Pull or push collection? Pull wins inside the datacenter, because the scraper controls its own load, a dead target is detected by the failed scrape itself, and monitored hosts need no configuration. Push wins for short-lived jobs that finish between scrapes and for edge agents behind NAT that a scraper cannot reach, so real fleets run pull as the default with a push gateway standing at the edges.

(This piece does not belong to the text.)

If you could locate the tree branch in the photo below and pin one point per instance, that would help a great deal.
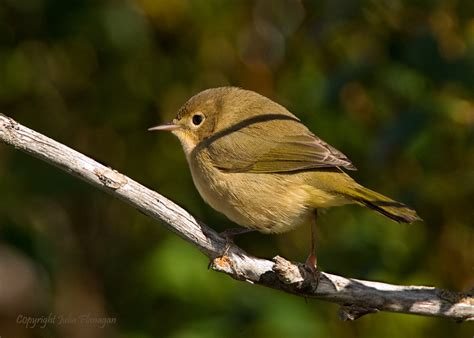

How do you stop a cardinality explosion before it lands? Enforce per-service series quotas at ingestion so the blast radius is capped by policy, reject label keys like user or request IDs outright, and surface a report of fastest-growing label sets so the offending deploy is identified in minutes. Without the guardrails the first symptom is storage nodes running out of memory, which is the most expensive possible way to learn about a new label.
Why buffer ingestion through Kafka instead of writing straight to storage? The buffer decouples failure domains, so a storage deploy, a slow shard, or an ingest spike becomes queue lag that drains later instead of samples dropped at the edge, and a rebuilt shard replays from its last offset as if nothing happened. Direct writes make every storage hiccup a permanent hole in the data.
Why not store metrics in a relational database? Random-key writes at a million rows per second churn B-tree pages and spend tens of bytes of per-row overhead on facts that are 16 bytes long, so the hardware bill grows absurd before the throughput is reached. A purpose-built engine using delta-of-delta and XOR encoding cuts storage about twelvefold and serves the hot window from memory, which the general-purpose engine cannot approach.
What does "pending for five minutes" actually buy? It buys flap suppression, since threshold noise enters the pending state and expires there without ever paging a human. The price is exactly five minutes of detection delay on real failures, which is why hold durations are tuned per rule, short for hard failures and long for slow burns.
Who alerts when the alerting system is down? A dead-man's switch does, in the form of one rule built to fire continuously forever, paired with a tiny external service that expects the heartbeat and pages directly when it stops arriving. The design turns the system's silence into a signal, which is the only signal a fully dead monitor can still send.

References

Pelkonen et al., Gorilla: A Fast, Scalable, In-Memory Time Series Database (VLDB 2015), on delta-of-delta and XOR compression.
Prometheus, Overview documentation, on the pull model, data model, and architecture.
Prometheus, Alerting rules documentation, on pending and firing semantics.
Kleppmann, Designing Data-Intensive Applications (2017), on storage engines and stream processing.
Xu, System Design Interview, Volume 2 (2022), chapter on metrics monitoring and alerting.